Contas recém-criadas não são necessariamente robôs
O levantamento do Bot Sentinel aponta que as contas criadas recentemente e que tem seguido os perfis bolsonaristas são inautênticas. Mas isso não significa, necessariamente, que elas sejam robôs ou bots.
Segundo definição no site da rede, contas inautênticas podem estar ligadas a pessoas que buscam "enganar seus seguidores e o seu público", muitas vezes com o intuito de produzir "assédio direcionado e trollagem tóxica", ou podem se tratar de contas automatizadas — aí, sim, os famosos bots.

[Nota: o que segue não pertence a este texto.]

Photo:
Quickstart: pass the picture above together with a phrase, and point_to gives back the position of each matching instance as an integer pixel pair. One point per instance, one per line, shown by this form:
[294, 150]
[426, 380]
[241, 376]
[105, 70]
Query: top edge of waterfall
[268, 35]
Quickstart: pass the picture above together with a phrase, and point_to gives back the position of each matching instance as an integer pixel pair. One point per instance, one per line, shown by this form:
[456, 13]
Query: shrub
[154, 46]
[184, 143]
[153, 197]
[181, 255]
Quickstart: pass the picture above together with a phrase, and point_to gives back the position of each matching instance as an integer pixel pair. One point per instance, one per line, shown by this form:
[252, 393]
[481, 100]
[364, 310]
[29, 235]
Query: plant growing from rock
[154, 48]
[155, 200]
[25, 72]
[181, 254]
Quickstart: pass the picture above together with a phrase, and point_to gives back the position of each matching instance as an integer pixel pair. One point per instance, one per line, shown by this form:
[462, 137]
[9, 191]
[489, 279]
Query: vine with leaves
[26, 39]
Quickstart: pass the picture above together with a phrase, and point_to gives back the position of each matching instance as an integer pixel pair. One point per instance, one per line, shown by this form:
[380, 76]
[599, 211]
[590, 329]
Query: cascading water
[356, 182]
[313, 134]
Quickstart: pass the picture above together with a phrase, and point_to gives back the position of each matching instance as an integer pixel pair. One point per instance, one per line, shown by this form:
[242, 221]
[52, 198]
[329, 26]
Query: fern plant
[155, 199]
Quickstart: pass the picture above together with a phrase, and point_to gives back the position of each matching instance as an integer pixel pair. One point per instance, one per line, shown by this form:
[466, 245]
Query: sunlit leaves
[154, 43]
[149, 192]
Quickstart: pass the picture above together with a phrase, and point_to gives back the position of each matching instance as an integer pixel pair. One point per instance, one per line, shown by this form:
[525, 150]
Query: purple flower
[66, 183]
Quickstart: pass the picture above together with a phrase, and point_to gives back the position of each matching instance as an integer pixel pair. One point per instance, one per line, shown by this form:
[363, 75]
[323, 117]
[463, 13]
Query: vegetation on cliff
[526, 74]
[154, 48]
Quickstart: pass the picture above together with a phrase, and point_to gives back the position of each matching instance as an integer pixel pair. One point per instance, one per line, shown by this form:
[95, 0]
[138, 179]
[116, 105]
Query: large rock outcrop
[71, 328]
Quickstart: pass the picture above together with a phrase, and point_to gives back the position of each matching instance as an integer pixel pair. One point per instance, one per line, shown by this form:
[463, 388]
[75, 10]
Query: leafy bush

Nesse caso, os perfis são desenhados para simular comportamentos humanos nas redes.
Segundo o Pegabot, projeto do ITS Rio e do Instituto Equidade & Tecnologia, bots são "programas de computador ou scripts que executam tarefas repetitivas e são capazes de automatizar o processamento de informações em larga escala" — não necessariamente tarefas boas ou más.
Desde 2014, segundo o projeto, a tecnologia passou a ser utilizada de forma ampla em campanhas de desinformação e de manipulação da opinião pública. O projeto lista alguns critérios para identificar o comportamento de bots, como frequência de postagem, amplificação de conteúdos e anonimidade. Dada a sofisticação da tecnologia, entretanto, a detecção de bots é cada vez mais complexa, diz o projeto.